I gained weight!My belly has gotten bigger, so my pant’s button is holding tightly for dear life to stay put. My face has gotten rounder! My butt has gotten bigger (it’s not a complement because it sags a bit!) My hips became wider and my arms… omg… my arms are hella jiggly!
I am panicking big time because I’ve abandoned my weight goal and my exercise routines. I succumbed to procrastination and indulged in the holiday treats and the post-holiday cravings of Coca-Cola. My beer intake has increased and my sweet cravings heightened. On top of that, I have become VERY LAZY.
It doesn’t help that the 35F, cloudy weather has been dominating the skies for quite some time now. I’m too lazy to get into my sweat pants and run outside (or the treadmill) when I can just cuddle in my bed and surf in the internet with the warmth of my portable heater and the convenience of fast food delivery knocking on my front door. I feel like a polar bear hibernating while Mother Nature throws her chilly breeze outside.

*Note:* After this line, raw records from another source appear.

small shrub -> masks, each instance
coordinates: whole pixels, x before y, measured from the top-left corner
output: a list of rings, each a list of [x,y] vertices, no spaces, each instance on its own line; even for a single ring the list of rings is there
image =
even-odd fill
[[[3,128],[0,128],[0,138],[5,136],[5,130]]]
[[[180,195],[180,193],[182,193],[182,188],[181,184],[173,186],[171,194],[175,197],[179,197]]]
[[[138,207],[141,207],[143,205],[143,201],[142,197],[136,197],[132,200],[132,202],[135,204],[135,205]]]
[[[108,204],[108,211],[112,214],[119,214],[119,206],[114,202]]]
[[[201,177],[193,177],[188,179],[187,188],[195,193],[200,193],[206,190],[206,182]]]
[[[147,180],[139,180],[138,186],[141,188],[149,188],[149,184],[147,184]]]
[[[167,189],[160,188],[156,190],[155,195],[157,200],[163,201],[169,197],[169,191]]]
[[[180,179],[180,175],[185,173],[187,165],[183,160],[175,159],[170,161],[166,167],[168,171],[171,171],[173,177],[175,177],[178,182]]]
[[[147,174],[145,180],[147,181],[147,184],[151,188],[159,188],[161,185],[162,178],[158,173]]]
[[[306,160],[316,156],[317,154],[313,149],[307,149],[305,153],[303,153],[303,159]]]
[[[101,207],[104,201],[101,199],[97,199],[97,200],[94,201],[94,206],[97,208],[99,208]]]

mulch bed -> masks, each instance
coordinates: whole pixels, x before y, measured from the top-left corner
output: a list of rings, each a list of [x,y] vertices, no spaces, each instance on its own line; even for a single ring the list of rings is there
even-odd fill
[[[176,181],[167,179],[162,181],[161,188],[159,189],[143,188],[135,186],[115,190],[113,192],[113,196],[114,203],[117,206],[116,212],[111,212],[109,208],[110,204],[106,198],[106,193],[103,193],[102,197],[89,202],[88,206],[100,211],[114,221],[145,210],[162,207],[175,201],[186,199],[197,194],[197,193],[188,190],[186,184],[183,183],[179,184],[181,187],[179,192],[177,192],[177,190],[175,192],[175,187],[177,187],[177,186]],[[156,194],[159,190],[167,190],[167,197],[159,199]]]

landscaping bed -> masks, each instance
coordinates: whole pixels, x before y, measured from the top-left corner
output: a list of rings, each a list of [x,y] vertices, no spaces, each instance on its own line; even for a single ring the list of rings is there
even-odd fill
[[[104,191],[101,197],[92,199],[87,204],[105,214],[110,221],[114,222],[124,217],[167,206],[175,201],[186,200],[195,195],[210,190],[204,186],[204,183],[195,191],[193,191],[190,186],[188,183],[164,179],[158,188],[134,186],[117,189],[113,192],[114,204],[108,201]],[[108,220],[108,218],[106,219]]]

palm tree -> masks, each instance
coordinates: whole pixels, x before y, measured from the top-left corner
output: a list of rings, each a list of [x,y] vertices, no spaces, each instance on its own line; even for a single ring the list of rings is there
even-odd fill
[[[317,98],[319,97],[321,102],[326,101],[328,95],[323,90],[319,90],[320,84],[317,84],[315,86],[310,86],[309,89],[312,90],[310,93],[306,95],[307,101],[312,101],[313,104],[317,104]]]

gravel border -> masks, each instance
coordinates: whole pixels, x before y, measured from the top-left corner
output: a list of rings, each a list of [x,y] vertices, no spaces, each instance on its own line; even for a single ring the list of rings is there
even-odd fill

To be honest, I am very mad and jealous for the people who set their alarm clocks at 10am or allot a specific time for going to the gym despite how they lack sleep and despite their busy schedule! (Ricky is one of them!) It makes me mad that those people can still work out even though they are juggling multiple tasks compared to me. It makes me feel . . . UGH . . . bad!
Sure, it’s easy to say, “Why don’t you become one of them and allot a specific time to work out? It only takes an hour a day?! or even 30 minutes!” Sure, it’s so easy, but if you’re like me, low on motivation and has plentiful reasons why I should love the way I am, then it’s hard to be like those people who’s daily mantra is to work out!
I’ve had those mental- motivations: “Oh, just think of it this way, you’re running because you want to feel healthy.” Well I really want to lose weight! “If I keep up with this routine and keep on doing this work out, I’ll lose a few pounds by the end of this season.” Hahaha! After three days, I debated with myself that it’s good to take a break: a break that became 3 months with no progress.
So, really… at this point, I want to see some changes. I want to feel and look “in shape” when the weather gets nicer. I want to be in a dress without feeling… “Oh snap, my belly’s gotten bulgy!”
Really… can you share me some motivation PLEASE? Or… why don’t you SHARE how you tell yourself to suck it up and work out? How do you convince yourself to simply just do it!